My neighbors kids dropped a smoothie and it blew up on the ceiling. It's way to big of a job to re paint with thier open concept. So I figure if sand off the spots and touch up , their not too picky and I think can fix it if I k we what the product was . Here's a picture


----------



## aaron (Jun 19, 2013)

It looks like the regular knockdown that I do with Synko SpanLite, then painted afterwards. How big of a mess is there to fix? If it is small areas, I would just scrape rather than sanding and touch it up, then paint


----------



## Leeboy (Dec 15, 2014)

It's about 10 splatters in about a 5 x5 area . So you mean the Orange box of ore mix ? Or the powder in the bag ?


----------



## aaron (Jun 19, 2013)

It is the orange box premixed stuff, you should be able to use regular mud thinned down, just deal with the spots affected leaving the other areas to be a guide. Splatter a bit on the areas, knock it down with a knife, touch up paint and you should be good to go! I wouldn't make the fix any bigger than it needed to be, makes it simpler that way.


----------



## Leeboy (Dec 15, 2014)

The reason I was confused , was the more rougher look of the knock down and the small little bits in between each wider " knocked down swipe " I know it wasn't rough text , I was already taught about that product on the forum here . I did a knockdown on some walls with simply drywall mud.

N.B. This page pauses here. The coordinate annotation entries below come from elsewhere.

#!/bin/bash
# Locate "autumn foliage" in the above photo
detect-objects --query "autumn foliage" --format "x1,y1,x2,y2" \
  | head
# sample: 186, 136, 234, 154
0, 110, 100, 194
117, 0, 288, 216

And it looked smoother . Maybe my pressure wasn't high enough ?


----------



## aaron (Jun 19, 2013)

Set your pressure at about 40psi, medium hole size on hopper, get a finer texture going, don't rush getting on it for knockdown, but don't wait too long. The quicker you knock it down the flatter and more connected it gets


----------



## endo_alley (Nov 2, 2013)

Leeboy said:


> The reason I was confused , was the more rougher look of the knock down and the small little bits in between each wider " knocked down swipe " I know it wasn't rough text , I was already taught about that product on the forum here . I did a knockdown on some walls with simply drywall mud. And it looked smoother . Maybe my pressure wasn't high enough ?


Wait a little longer before knockdown. The pattern will appear more sparse. And you you will have more of those truly attractive looking crumbs between dollops of texture.


----------



## Leeboy (Dec 15, 2014)

Thanks guys .... Really appreciate the help


----------